The third piece for review is “Christian Principles and Social Critique in Lois Lowry’s Giver Series” by Anna Ramirez, Ph.D. from Neumann University. I read this book at the same time my sons read it for their English class. I was somewhat delighted and amazed. The depth and insight of the book left me glad for a new look at literature and the politics of choice. To begin, the Giver is about the future where there is no suffering, hunger, unemployment, prejudice, not loneliness, but also no love, individual choice, diversity, color, nor music. “All the children in this society look forward to the Ceremony of Twelve when the formally receive their career assignments from the Elders. The young protagonist Jonas finds he has been selected to be the next Receiver of Memories to advise the community leaders, but he is disturbed upon opening the list of rules in his work folder: He must go directly to the house of the current Receiver after school each day and may not speak about his training to anyone else.” He is allowed to lie. He wondered if all his classmates received the same message. He would ask his Father but would he lie. When Jonas meets the Giver, he is impressed by the number of books in the Old Man’s rooms. After he is introduced to many different memories, he realizes that it is better to gain knowledge and wisdom than to live in his previous state of thoughtless conformity. The next part of the story deals with the complications of memories, how they are stored, dealt with and with ‘bearing the knowledge alone’. The Giver and its sequel have focused not only on the presence of disturbing scenes such as the infant’s death that so horrified Jonas, but also on the fear of young minds being influenced to resist authority figures. Lois Lowry’s young adult novels have much to tell us in the global village of the twenty-first century, provoking serious thought as we take the responsibility of voting for those in leadership positions. They that have ears, let them hear.”
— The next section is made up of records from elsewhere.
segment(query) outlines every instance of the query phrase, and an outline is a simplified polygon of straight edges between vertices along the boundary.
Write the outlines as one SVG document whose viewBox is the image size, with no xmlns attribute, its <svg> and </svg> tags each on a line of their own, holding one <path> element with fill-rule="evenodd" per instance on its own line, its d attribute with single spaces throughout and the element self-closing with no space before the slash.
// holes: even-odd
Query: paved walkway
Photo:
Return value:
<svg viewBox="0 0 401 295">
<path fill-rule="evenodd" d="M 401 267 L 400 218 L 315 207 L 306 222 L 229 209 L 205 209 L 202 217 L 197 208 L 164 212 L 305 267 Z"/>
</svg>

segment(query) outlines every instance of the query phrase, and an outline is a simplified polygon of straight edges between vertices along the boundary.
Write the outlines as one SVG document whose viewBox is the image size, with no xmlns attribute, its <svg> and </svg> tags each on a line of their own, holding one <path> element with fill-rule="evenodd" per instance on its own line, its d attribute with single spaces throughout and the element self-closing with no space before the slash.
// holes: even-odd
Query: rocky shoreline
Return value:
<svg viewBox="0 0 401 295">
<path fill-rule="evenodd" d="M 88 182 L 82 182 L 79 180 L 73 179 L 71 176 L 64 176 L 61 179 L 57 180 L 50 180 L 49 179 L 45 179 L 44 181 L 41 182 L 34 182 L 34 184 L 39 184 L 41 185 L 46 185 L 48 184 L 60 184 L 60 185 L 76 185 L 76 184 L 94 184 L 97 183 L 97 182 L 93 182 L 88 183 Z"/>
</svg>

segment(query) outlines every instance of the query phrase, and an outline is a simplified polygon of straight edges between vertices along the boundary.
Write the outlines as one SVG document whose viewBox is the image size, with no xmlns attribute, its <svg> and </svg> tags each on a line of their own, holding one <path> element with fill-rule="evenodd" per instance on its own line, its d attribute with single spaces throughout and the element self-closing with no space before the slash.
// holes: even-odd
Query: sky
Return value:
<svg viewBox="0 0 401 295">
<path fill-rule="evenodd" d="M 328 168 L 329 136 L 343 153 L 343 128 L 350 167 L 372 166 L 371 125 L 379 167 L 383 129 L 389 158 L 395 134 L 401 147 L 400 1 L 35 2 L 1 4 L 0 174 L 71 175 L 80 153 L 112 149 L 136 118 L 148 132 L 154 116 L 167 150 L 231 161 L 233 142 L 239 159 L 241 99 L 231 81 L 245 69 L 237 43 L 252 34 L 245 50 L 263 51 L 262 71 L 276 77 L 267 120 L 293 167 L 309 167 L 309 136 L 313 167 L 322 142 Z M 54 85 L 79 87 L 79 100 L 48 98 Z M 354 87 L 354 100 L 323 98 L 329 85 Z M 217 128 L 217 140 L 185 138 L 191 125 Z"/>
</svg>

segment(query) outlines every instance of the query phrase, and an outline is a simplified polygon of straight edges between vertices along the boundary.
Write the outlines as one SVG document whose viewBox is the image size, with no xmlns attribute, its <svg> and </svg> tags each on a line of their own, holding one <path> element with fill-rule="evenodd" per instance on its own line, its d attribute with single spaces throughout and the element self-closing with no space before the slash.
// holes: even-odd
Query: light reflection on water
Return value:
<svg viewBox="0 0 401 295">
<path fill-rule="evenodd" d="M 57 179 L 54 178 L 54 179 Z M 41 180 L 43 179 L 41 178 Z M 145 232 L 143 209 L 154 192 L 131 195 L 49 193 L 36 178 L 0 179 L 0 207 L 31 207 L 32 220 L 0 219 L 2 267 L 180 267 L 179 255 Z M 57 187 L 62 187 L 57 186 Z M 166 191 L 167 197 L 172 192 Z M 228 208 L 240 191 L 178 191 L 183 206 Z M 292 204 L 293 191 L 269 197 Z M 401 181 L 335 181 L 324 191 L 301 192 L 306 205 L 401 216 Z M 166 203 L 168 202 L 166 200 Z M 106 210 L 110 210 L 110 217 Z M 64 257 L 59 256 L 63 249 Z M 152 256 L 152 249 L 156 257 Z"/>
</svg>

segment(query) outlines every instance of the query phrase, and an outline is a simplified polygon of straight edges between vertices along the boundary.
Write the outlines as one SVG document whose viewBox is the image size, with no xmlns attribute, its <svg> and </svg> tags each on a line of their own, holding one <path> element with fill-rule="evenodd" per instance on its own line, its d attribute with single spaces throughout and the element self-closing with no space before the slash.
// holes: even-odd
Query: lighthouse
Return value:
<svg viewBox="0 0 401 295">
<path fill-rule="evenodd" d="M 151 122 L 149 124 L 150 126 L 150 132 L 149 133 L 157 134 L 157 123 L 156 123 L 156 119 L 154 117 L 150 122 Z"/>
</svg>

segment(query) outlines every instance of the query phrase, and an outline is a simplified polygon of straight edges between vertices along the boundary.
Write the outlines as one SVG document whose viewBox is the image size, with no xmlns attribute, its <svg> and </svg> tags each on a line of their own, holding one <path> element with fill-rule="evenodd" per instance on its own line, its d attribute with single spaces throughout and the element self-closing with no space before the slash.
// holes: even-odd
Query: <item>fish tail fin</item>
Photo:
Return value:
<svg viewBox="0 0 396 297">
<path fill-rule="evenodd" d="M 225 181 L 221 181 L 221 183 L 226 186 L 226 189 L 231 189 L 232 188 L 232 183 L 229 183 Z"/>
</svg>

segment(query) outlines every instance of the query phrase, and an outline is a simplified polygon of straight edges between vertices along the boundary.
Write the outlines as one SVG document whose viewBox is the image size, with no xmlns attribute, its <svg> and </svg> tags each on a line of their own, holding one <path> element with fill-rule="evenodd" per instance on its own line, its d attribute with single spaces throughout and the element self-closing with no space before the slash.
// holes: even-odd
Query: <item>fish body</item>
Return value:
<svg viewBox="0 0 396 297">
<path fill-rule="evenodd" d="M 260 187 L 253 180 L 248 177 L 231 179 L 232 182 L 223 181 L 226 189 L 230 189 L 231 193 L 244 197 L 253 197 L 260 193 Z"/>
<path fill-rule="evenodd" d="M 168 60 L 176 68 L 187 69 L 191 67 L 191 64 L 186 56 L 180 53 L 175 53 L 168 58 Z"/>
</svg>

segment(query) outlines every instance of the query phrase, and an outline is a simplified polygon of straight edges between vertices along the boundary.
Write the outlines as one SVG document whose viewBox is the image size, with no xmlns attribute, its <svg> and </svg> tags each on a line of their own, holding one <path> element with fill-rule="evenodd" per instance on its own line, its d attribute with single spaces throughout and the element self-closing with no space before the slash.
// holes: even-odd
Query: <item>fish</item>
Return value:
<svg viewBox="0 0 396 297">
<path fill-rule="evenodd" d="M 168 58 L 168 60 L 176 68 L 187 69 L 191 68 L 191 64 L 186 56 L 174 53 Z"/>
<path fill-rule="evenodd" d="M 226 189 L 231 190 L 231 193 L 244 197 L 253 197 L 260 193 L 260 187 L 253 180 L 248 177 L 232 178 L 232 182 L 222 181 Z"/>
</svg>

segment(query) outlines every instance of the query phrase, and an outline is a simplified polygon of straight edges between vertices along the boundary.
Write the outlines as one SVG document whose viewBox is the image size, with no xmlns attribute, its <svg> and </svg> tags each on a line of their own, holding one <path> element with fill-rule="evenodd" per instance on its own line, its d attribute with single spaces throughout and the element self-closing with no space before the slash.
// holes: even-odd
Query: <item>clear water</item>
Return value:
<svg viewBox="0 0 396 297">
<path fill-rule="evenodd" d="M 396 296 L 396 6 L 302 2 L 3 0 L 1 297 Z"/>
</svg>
The fourth piece for review is “The Radical Example of Dorothy Day as a Living Response to Matthew’s “Rich Young Man” by Robert P. Russo from Lourdes University. Dorothy Day’s life and her journey towards God, fascinates some members of society, while many others simply turn away. Perhaps this is because of her sinful nature before her conversion to Catholicism, or the fact that once she saw the light of Christ she lived in a state or the fact that once she saw the light of Christ, she lived in a state of true otherness, placing the welfare of the poor over and above her own needs as a radical response to Jesus’ instructions in Matthew’s “Rich Young Man”. Day lived in the awareness of others over the self for nearly the last fifty years of her life. Day intimately understood the deeper meaning behind Jesus’ exchange with the “Rich Young Man” Her life was not one of storing up earthly treasures, but the equitable distribution of such, in a Christ-centered community of oneness. In other words, her awareness of the other led Day to take radical action for their benefit, but not necessarily for herself.

The above are just four examples of some wonderfully inspirational pieces concerning the life of politics, protest and social justice. It is a book that needs to be read by all in the midst of politics that is far from being one that ‘looks at the other’, reaches out to the immigrant and the marginalized and seeks their success and justice for all. If we could reach for the equitable distribution of wealth to those who need it to make their lives better, let’s start today!